This is a fresh misstep that Embiid tried to preempt. Prior to this year’s trade deadline, Embiid took to the postgame podium and implored his team to keep the roster intact. He didn’t want to lose a valuable teammate because of the franchise’s long-held commitment to ducking the luxury tax. The Sixers didn’t heed that warning and traded Jared McCain to the defending champion Oklahoma City Thunder.

It was a startling about-face on McCain, who was a Rookie of the Year candidate before his 2024-25 season ended with a meniscus tear in his left knee. Morey made matters worse when he said the Sixers were “selling high” on McCain. Those words immediately drew criticism that has only grown louder since McCain found success in Oklahoma City, averaging 10.1 points and shooting 39.1% from three-point range in the regular season. That success has extended to the postseason, where he’s shot 54.2% from three and scored 18 points in 18 minutes in Game 2 against the Lakers.

Courting James Harden

Morey believed Harden could be a featured player and paid up to get him to Houston, where the former Rockets president of basketball operations built a perennial playoff team around his analytical approach and Harden’s offensive brilliance. Morey dipped back in that well when he joined the Sixers and was charged with offloading disgruntled star Ben Simmons. But this wasn’t the same Harden. He was entering his 14th season and had recently demanded out of Houston, then Brooklyn.

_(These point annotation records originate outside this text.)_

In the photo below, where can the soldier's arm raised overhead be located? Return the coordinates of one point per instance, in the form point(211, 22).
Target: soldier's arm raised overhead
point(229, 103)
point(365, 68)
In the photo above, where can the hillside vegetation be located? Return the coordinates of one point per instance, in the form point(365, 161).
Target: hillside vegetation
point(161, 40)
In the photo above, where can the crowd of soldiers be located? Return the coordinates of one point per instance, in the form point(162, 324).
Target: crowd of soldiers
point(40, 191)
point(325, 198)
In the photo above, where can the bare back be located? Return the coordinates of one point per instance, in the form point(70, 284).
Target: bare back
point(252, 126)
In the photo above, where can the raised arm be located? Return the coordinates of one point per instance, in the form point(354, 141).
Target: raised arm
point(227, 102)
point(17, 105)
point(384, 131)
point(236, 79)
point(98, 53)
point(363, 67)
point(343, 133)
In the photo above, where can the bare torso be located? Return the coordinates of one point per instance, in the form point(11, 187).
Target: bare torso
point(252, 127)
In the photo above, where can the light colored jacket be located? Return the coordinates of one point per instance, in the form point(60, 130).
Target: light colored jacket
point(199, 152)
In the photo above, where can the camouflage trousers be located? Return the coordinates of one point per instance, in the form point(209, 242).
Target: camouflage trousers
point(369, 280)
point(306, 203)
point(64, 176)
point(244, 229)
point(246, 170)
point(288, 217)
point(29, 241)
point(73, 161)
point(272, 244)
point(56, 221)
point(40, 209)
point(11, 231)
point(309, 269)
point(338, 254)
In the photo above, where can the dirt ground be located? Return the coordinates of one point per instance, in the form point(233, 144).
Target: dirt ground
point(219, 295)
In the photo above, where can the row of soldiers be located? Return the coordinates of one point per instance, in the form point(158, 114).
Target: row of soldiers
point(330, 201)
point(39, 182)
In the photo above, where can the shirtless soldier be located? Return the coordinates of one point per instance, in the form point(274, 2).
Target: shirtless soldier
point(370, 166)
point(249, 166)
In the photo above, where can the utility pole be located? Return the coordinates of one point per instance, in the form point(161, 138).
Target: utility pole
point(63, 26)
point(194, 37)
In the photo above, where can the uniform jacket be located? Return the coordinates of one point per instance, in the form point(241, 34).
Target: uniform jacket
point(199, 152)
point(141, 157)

Harden was in town for less than two years before he asked out of Philly, calling Morey “a liar” after he wasn’t granted a speedy trade. The star guard had played nice with the Sixers and took a pay cut to create space for the signings of Danuel House and P.J. Tucker, a move that led to a tampering fine that cost the Sixers second-round draft picks in 2023 and 2024. Morey was back in the same situation he’d inherited with Simmons, as Harden skipped media day and sporadically showed up for practice until he was traded to the Clippers.